На протяжении всего пути Пархавиэль поражался стойкости и упорству молодого солдата. Будь на его месте другой, они еще долго топтались бы по лесу, постоянно останавливаясь и переводя дух. Совер же как будто позабыл о своих ранах. Такие, как он, дерутся до конца, и только когда бой окончен, падают замертво. Вот и сейчас юноша поднялся, поправил немного съехавшую набок повязку на шее и, как будто не чувствуя боли в боку, ловко полез наверх.
В этот миг Пархавиэль не видел обращенного к стволу лица спутника, иначе не стал бы сомневаться, испытывает ли он телесные муки. Зацепившись руками за кору, Совер одновременно напряг все мышцы тела, чтобы сделать первый рывок и оторвать ноги от земли. Из глаз солдата катились слезы, лицо покрылось мелкой паутиной морщин, а зубы крепко прикусили нижнюю губу, сдерживая вырывающийся из гортани крик. Солдат чувствовал острые рези в боку и в шее, парализующие его и отдающиеся болью во многих местах, в том числе и в затылке. Потом, уже после первого рывка, ему стало легче, но кровь вновь принялась сочиться сквозь повязки. К счастью, Совер успел добраться до высоты, с которой сквозь сплошную стену тумана была видна штольня, еще до того, как чуть было не потерял сознание. Маленькая передышка помогла нормализовать сердцебиение и прийти в себя, а вскарабкавшийся следом гном вовремя заметил плачевное состояние раненого и как-то умудрился прямо на суку заменить пропитавшиеся кровью повязки.

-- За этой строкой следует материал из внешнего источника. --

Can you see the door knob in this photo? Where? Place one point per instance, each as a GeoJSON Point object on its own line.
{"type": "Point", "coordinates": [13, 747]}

– Слышь, а ты ничего не напутал? – Немного рассеявшийся туман представил взору гнома не одинокий навес над входом в заброшенную штольню, а целый военный лагерь со смотровыми башенками и высоким частоколом.
– Ничего себе! – только и смог произнести человек, удивленно таращась на крепостное сооружение и покатые крыши бревенчатых домов.
– Это как это? Да у них же здесь целый лагерь? Да как они могли, как осмелились?!
Юноша не мог прийти в себя. Слуга графа не мог представить, как стражники осмелились построить лагерь на чужих землях. Пархавиэль же задавался другим вопросом: зачем управителю провинции держать гарнизон в этой глуши, в местечке отдаленном как от поселений, так и от дорог? Дремавшие на смотровых вышках и у костров стражники подтверждали предположение, что это форпост служителей порядка, а не тайное прибежище лесных разбойников.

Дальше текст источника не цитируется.